The Windrush Generation of Joe Harriot, Harold McNair, among others, let jazz roam freely. With their ideas of the abstract and free verse, Jazz became like modernist poetry, fitting to the “pep” of the 60s, the smooth freeness of the 70s and continues today as an ever-changing, experimental genre.

How can something that seems as disjointed, blended and well-travelled as jazz still be in favour today? The London Jazz Festival and famous Ronnie Scott’s Jazz bar are still widely popular. I’d wager that its uninterrupted popularity is founded on its jumbled, fragmented constitution. It was born in a time of division, but somewhere along the line, after much travelling, much fracturing and experimentation, it became the unifying symbol of a cosmopolitan culture. When we peel back the multicultural layers of jazz, we’d see that it’s very similar to London’s own culture of united difference.

Kirese Narinesingh

spoken word

Invigorating, testing, liberating, empowering: Spoken word blankets a wide range of genres and forms from poetry slams to poetry readings, prose monologues to hip hop, musically accompanied or unaccompanied. The deep connection drawing a link between these diverse works comes from an inherent and unstoppable pleasure taken from the sound of words. Having started with the first humans’ utterances to the now vastly popular and ever expanding spoken word scene, the genre has developed alongside the evolution of storytelling. A space in which individuals can share their thoughts and feelings to ear pleasing rhythmic pentameter, spoken word is used by many artists to explore, create and solidify community and individual identities. 

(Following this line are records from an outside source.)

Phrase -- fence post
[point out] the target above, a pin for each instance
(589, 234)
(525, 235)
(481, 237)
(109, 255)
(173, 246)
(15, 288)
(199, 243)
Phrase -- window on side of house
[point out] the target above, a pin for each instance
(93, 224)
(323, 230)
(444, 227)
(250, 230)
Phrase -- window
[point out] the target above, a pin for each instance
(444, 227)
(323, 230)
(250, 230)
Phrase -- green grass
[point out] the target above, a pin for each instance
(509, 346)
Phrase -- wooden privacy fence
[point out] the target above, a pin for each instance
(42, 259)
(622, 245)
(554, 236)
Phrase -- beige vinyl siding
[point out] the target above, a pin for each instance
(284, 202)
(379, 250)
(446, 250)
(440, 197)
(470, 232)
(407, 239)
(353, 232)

Spoken word has been most recently popularised by Gil Scott-Heron’s The Revolution will not be Televised, released in 1971. As an anthem for the African-American community, Scott-Heron expounds how the “revolution” cannot be televised and so must occur within a different space away from the crazed commercialism of 1970s America. As he so famously explained within the poem: “The revolution will not give your mouth sex appeal / The revolution will not get rid of your nubs / The revolution will not make you look five pounds thinner”. Speaking in a later interview, Scott-Heron explains that “The revolution takes place in your mind. Once you change your mind and decide that there’s something wrong that you want to effect that's when the revolution takes place.” It is not something to be bought or shown off but internalised and deep. Such a profound comment could only have been effectively conveyed by the form of the spoken word.

Similarly up-and-coming British poet, Kate Tempest, uses language set to hypnotic beats to comment about the state of Britain post-Brexit in her piece Europe Lost. Explaining the sense of loneliness, futility and fickleness of modern society, the poem seems both a personal account of Tempest’s fear for the future and her desperation with the society she sees around her. It is a wider comment on the social ills that need to be addressed collectively. Whether that be the warming climate, the unhealthy desire for physical perfection or police brutality, Europe Lost points at all the nation’s faults in an attempt to raise awareness and enact change. 

And so through spoken word the very personal process of writing poetry is shared and experienced with the society as a whole. Whilst reading poetry is a similar experience, one cannot compare it to hearing the anger, fear or excitement within the voice of the writer. No matter the diversity of the cultures or causes who use spoken word, the effects are the same. Inherently anti-establishment and political, spoken word allows for a candid and uncensored comment on the prevailing social order. An interesting intersection between literature, music, hip hop and traditional poetry, spoken word uses the intensely personal act of storytelling to explore and solidify the community’s identity.